The open-source and free to use Python package miseval was developed to establish a standardized medical image segmentation evaluation procedure

Overview

miseval: a metric library for Medical Image Segmentation EVALuation

shield_python shield_build shield_pypi_version shield_pypi_downloads shield_license

The open-source and free to use Python package miseval was developed to establish a standardized medical image segmentation evaluation procedure.

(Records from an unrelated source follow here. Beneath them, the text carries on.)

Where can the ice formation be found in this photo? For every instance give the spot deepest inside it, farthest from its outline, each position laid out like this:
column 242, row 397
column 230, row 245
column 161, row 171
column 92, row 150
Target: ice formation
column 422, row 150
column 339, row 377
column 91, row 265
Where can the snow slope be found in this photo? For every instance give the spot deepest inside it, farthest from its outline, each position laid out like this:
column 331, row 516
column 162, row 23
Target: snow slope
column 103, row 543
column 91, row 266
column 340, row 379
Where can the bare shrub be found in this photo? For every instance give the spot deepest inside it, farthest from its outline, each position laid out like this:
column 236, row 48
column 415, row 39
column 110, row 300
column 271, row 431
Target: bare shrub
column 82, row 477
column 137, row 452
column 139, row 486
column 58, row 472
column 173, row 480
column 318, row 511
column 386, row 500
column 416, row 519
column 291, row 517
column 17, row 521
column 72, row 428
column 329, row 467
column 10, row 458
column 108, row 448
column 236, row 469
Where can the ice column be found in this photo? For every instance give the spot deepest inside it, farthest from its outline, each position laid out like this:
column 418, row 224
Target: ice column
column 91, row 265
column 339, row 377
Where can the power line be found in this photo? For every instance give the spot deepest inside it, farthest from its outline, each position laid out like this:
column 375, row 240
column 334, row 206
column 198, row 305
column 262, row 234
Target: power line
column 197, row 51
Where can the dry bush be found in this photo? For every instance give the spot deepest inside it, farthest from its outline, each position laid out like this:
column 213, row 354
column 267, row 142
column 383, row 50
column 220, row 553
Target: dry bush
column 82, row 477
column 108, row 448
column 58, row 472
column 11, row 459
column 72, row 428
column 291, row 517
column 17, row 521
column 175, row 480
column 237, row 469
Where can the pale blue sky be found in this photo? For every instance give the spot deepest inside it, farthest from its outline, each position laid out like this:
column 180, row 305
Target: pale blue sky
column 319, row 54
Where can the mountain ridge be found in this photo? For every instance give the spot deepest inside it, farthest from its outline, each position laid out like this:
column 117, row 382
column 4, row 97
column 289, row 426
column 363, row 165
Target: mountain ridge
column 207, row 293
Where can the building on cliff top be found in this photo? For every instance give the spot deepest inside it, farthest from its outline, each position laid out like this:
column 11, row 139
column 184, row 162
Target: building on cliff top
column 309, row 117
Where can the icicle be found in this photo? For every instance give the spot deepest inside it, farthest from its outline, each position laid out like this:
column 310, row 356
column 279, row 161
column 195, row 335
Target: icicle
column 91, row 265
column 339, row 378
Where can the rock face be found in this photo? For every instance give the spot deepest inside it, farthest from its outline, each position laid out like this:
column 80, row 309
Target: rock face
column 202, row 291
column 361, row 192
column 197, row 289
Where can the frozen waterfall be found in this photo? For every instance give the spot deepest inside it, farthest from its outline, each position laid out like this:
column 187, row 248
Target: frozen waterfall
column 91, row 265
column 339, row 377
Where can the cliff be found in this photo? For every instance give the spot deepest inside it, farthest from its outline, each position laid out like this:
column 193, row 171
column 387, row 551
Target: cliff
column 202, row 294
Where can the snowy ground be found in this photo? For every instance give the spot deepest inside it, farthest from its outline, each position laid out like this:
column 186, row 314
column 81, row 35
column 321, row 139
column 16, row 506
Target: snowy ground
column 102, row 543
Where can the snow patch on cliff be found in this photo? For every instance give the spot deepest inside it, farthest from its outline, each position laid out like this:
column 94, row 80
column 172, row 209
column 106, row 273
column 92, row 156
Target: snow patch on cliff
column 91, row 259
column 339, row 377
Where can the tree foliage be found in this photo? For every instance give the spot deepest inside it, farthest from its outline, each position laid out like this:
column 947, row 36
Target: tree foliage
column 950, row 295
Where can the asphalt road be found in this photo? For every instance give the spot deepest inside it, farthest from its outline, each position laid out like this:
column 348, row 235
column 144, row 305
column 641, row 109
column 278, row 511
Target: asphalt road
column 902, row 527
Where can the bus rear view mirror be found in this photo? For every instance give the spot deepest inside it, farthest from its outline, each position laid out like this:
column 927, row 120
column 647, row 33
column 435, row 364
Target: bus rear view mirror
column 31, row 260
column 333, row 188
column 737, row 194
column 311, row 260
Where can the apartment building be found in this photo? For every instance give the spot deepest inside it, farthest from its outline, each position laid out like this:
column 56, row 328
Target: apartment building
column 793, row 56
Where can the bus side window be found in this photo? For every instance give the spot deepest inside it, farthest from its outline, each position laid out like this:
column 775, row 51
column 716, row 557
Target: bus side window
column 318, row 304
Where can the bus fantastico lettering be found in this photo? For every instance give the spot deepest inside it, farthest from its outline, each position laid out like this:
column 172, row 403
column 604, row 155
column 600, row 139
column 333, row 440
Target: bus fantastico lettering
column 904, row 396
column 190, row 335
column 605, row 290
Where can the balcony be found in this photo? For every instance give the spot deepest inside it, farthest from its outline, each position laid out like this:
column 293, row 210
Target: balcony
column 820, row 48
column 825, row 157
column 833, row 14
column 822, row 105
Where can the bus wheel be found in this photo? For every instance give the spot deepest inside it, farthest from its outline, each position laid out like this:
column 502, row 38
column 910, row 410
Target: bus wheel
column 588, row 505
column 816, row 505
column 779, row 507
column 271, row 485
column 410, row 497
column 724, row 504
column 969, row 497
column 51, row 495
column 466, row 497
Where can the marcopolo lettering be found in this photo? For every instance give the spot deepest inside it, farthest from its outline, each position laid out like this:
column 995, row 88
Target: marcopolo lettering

We hope that our this will help improve evaluation quality, reproducibility, and comparability in future studies in the field of medical image segmentation.

Guideline on Evaluation Metrics for Medical Image Segmentation

  1. Use DSC as main metric for validation and performance interpretation.
  2. Use AHD for interpretation on point position sensitivity (contour) if needed.
  3. Avoid any interpretations based on high pixel accuracy scores.
  4. Provide next to DSC also IoU, Sensitivity, and Specificity for method comparability.
  5. Provide sample visualizations, comparing the annotated and predicted segmentation, for visual evaluation as well as to avoid statistical bias.
  6. Avoid cherry-picking high-scoring samples.
  7. Provide histograms or box plots showing the scoring distribution across the dataset.
  8. For multi-class problems, provide metric computations for each class individually.
  9. Avoid confirmation bias through macro-averaging classes which is pushing scores via background class inclusion.
  10. Provide access to evaluation scripts and results with journal data services or third-party services like GitHub and Zenodo for easier reproducibility.

Implemented Metrics

Metric Index in miseval Function in miseval
Dice Similarity Index "DSC", "Dice", "DiceSimilarityCoefficient" miseval.calc_DSC()
Intersection-Over-Union "IoU", "Jaccard", "IntersectionOverUnion" miseval.calc_IoU()
Sensitivity "SENS", "Sensitivity", "Recall", "TPR", "TruePositiveRate" miseval.calc_Sensitivity()
Specificity "SPEC", "Specificity", "TNR", "TrueNegativeRate" miseval.calc_Specificity()
Precision "PREC", "Precision" miseval.calc_Precision()
Accuracy "ACC", "Accuracy", "RI", "RandIndex" miseval.calc_Accuracy()
Balanced Accuracy "BACC", "BalancedAccuracy" miseval.calc_BalancedAccuracy()
Adjusted Rand Index "ARI", "AdjustedRandIndex" miseval.calc_AdjustedRandIndex()
AUC "AUC", "AUC_trapezoid" miseval.calc_AUC()
Cohen's Kappa "KAP", "Kappa", "CohensKappa" miseval.calc_Kappa()
Hausdorff Distance "HD", "HausdorffDistance" miseval.calc_SimpleHausdorffDistance()
Average Hausdorff Distance "AHD", "AverageHausdorffDistance" miseval.calc_AverageHausdorffDistance()
Volumetric Similarity "VS", "VolumetricSimilarity" miseval.calc_VolumetricSimilarity()
True Positive "TP", "TruePositive" miseval.calc_TruePositive()
False Positive "FP", "FalsePositive" miseval.calc_FalsePositive()
True Negative "TN", "TrueNegative" miseval.calc_TrueNegative()
False Negative "FN", "FalseNegative" miseval.calc_FalseNegative()

How to Use

Example

# load libraries
import numpy as np
from miseval import evaluate

# Get some ground truth / annotated segmentations
np.random.seed(1)
real_bi = np.random.randint(2, size=(64,64))  # binary (2 classes)
real_mc = np.random.randint(5, size=(64,64))  # multi-class (5 classes)
# Get some predicted segmentations
np.random.seed(2)
pred_bi = np.random.randint(2, size=(64,64))  # binary (2 classes)
pred_mc = np.random.randint(5, size=(64,64))  # multi-class (5 classes)

# Run binary evaluation
dice = evaluate(real_bi, pred_bi, metric="DSC")    
  # returns single np.float64 e.g. 0.75

# Run multi-class evaluation
dice_list = evaluate(real_mc, pred_mc, metric="DSC", multi_class=True,
                     n_classes=5)   
  # returns array of np.float64 e.g. [0.9, 0.2, 0.6, 0.0, 0.4]
  # for each class, one score

Core function: Evaluate()

Every metric in miseval can be called via our core function evaluate().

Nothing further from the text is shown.